With so many Granite Staters testing for COVID-19 at home, state data on new cases isn’t as useful an indicator of COVID-19 levels as it used to be. People who are asymptomatic or who don’t have easy access to testing may not test at all, which has always been a pitfall of counting individual test results.

“This approach, [tracking wastewater data] is really helpful because we can actually see what's happening without necessarily needing to have the individual test data,” said Dr.

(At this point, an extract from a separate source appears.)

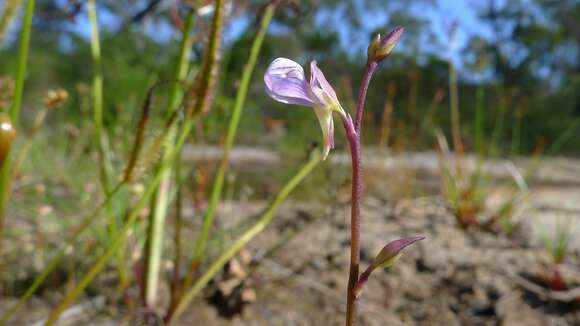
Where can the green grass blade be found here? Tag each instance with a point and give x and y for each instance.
(209, 215)
(263, 221)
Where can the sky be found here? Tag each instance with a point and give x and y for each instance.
(440, 17)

Paula Mouser, director of the COVID Wastewater Program at the University of New Hampshire.

While wastewater data doesn’t show how many people in a given community have the virus, it illustrates changes in levels of COVID-19. People infected with COVID shed the virus in their feces. Even if they don’t have symptoms, it can be detected in the wastewater.

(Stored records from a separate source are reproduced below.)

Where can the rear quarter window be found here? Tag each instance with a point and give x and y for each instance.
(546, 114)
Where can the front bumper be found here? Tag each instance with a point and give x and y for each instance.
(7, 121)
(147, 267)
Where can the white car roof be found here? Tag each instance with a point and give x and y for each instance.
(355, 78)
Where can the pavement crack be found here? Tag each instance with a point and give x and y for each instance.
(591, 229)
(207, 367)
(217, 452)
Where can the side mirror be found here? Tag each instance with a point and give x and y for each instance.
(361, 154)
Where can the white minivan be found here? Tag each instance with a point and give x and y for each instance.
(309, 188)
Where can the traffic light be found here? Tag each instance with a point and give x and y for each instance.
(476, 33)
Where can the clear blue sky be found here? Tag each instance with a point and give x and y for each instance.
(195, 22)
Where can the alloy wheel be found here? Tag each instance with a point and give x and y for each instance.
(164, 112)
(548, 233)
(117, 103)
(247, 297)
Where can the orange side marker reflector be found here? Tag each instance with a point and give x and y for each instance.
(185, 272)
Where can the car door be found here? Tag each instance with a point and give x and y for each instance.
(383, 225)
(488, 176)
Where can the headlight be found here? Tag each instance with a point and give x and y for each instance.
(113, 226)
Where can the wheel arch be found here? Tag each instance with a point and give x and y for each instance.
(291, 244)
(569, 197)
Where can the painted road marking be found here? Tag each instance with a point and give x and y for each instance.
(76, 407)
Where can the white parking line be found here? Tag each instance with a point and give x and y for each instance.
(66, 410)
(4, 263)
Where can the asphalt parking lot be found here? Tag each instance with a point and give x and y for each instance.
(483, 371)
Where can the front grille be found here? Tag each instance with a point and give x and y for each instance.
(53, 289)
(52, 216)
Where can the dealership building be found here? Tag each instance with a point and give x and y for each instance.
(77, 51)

Wastewater surveillance can be used as an early predictor that the virus is spreading in a community. It could also help state officials, local businesses, and residents make decisions about COVID-19 safety protocols.

State health officials hope to regularly test wastewater levels at around two dozen wastewater treatment plants. There are 78 municipal wastewater treatment plants in New Hampshire.

Initially a lab at UNH will process the specimen, a task the state hopes to eventually do itself.

Stephanie Locke, the bureau chief for New Hampshire’s Bureau of Emergency Preparedness, Response and Recovery at the Division of Public Health Services, said it’s important to have facilities from different parts of the state participate in the program.

“We want representation from both our rural and our more urban communities,” Locke said.

She said the program will begin in the coming months.

The data will be publicly available and shared with the CDC, Locke said.